Il y a peu de publicistes qui ne condamnent l’énoncé de cette cession de l’Alsace dans ce fameux traité de Munster ; ils en trouvent les expressions équivoques : en effet, céder toute sorte de juridiction et de souveraineté, et céder la préfecture de dix villes libres impériales, sont deux choses différentes. Il y a grande apparence que les plénipotentiaires virent cette difficulté, et ne voulurent pas l’approfondir, sachant bien qu’il y a des choses qu’il faut laisser derrière un voile que le temps et la puissance font tomber.

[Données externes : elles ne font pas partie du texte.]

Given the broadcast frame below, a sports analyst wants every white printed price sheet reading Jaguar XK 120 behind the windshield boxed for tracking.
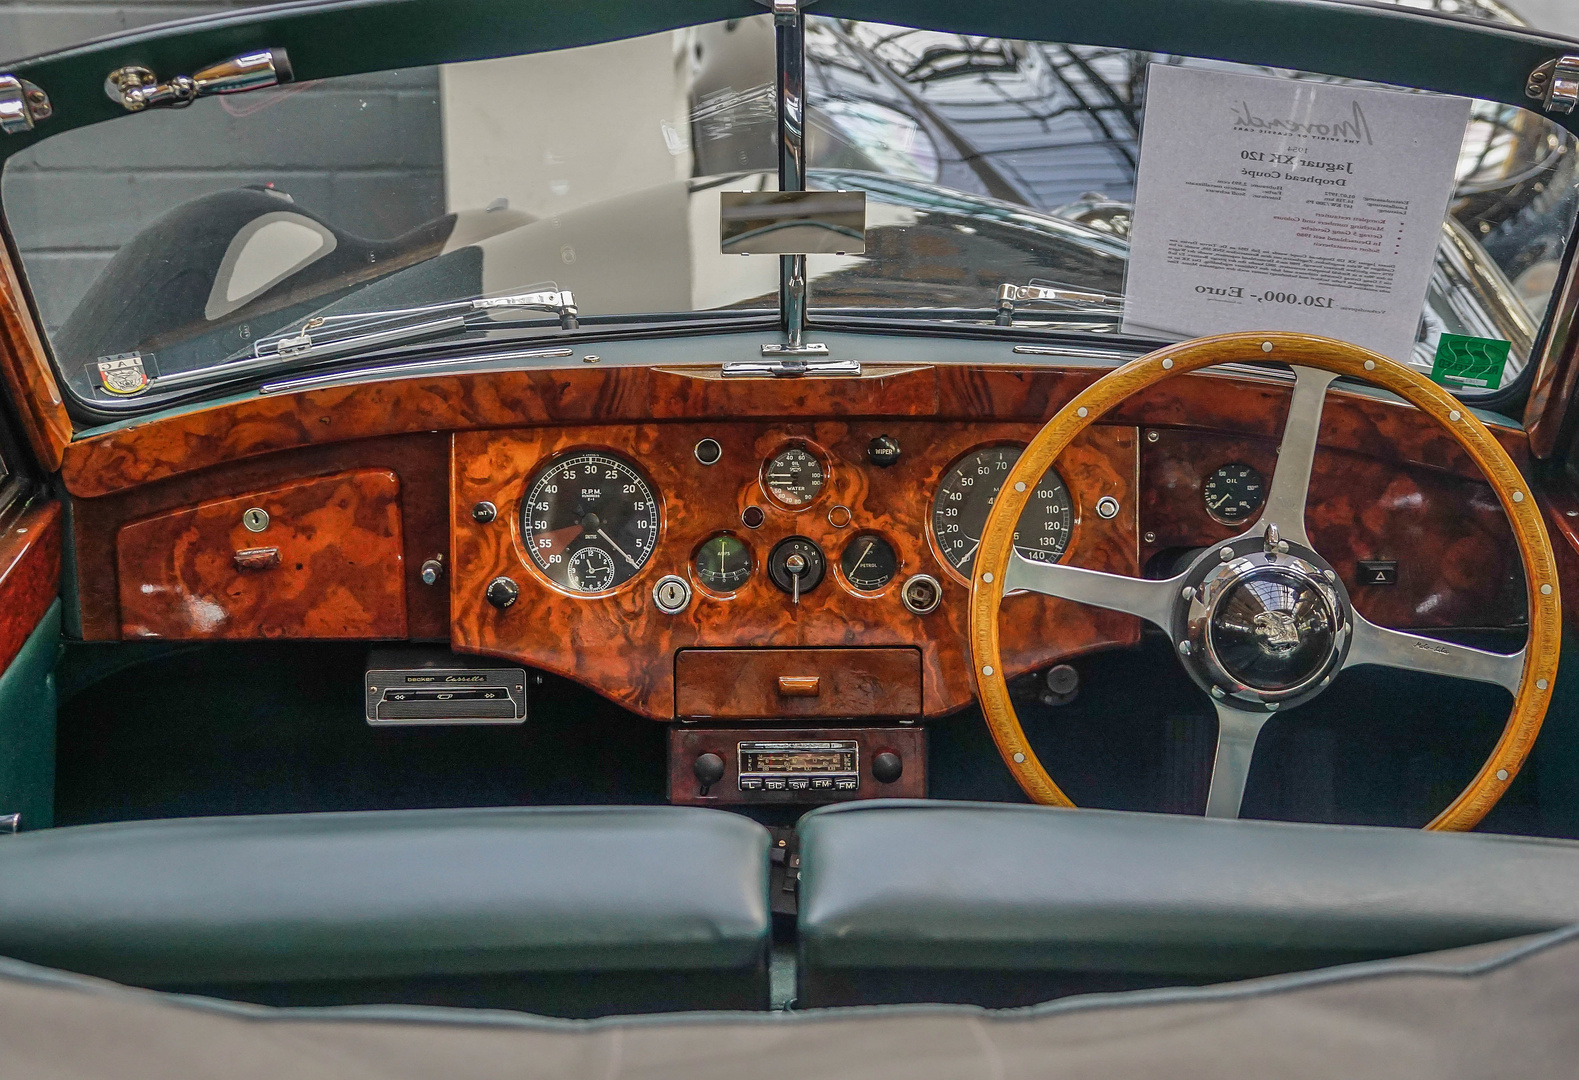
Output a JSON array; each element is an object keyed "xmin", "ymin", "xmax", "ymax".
[{"xmin": 1124, "ymin": 63, "xmax": 1470, "ymax": 363}]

La maison palatine fut enfin rétablie dans tous ses droits, excepté dans le haut Palatinat, qui demeura à la branche de Bavière. On créa un huitième électorat en faveur du palatin[1]. On entra avec tant d’attention dans tous les droits et dans tous les griefs qu’on alla jusqu’à stipuler vingt mille écus que l’empereur devait donner à la mère du comte palatin Charles-Louis, et dix mille à chacune de ses sœurs. Le moindre gentilhomme fut bien reçu à demander la restitution de quelques arpents de terre ; tout fut discuté et réglé : il y eut cent quarante restitutions ordonnées. On remit à un arbitrage la restitution de la Lorraine et l’affaire de Juliers. L’Allemagne eut la paix après trente ans de guerre, mais la France ne l’eut pas.

Les troubles de Paris, vers l’an 1647, enhardirent l’Espagne à s’en prévaloir ; elle ne voulut plus entrer dans les négociations générales. Les États-Généraux, qui devaient, ainsi que l’Espagne, traiter à Munster, firent une paix particulière avec l’Espagne, malgré toutes les obligations qu’ils avaient à la France, malgré les traités qui les liaient, et malgré les intérêts qui semblaient les attacher encore à leurs anciens protecteurs. Le ministère espagnol se servit d’une ruse singulière pour engager les États à ce manque de foi : il leur persuada qu’il était prêt de donner l’infante à Louis XIV, avec les Pays-Bas en dot. Les États tremblèrent, et se

  1. C’était Charles-Louis, fils de Frédéric V, qui avait été dépossédé en 1623.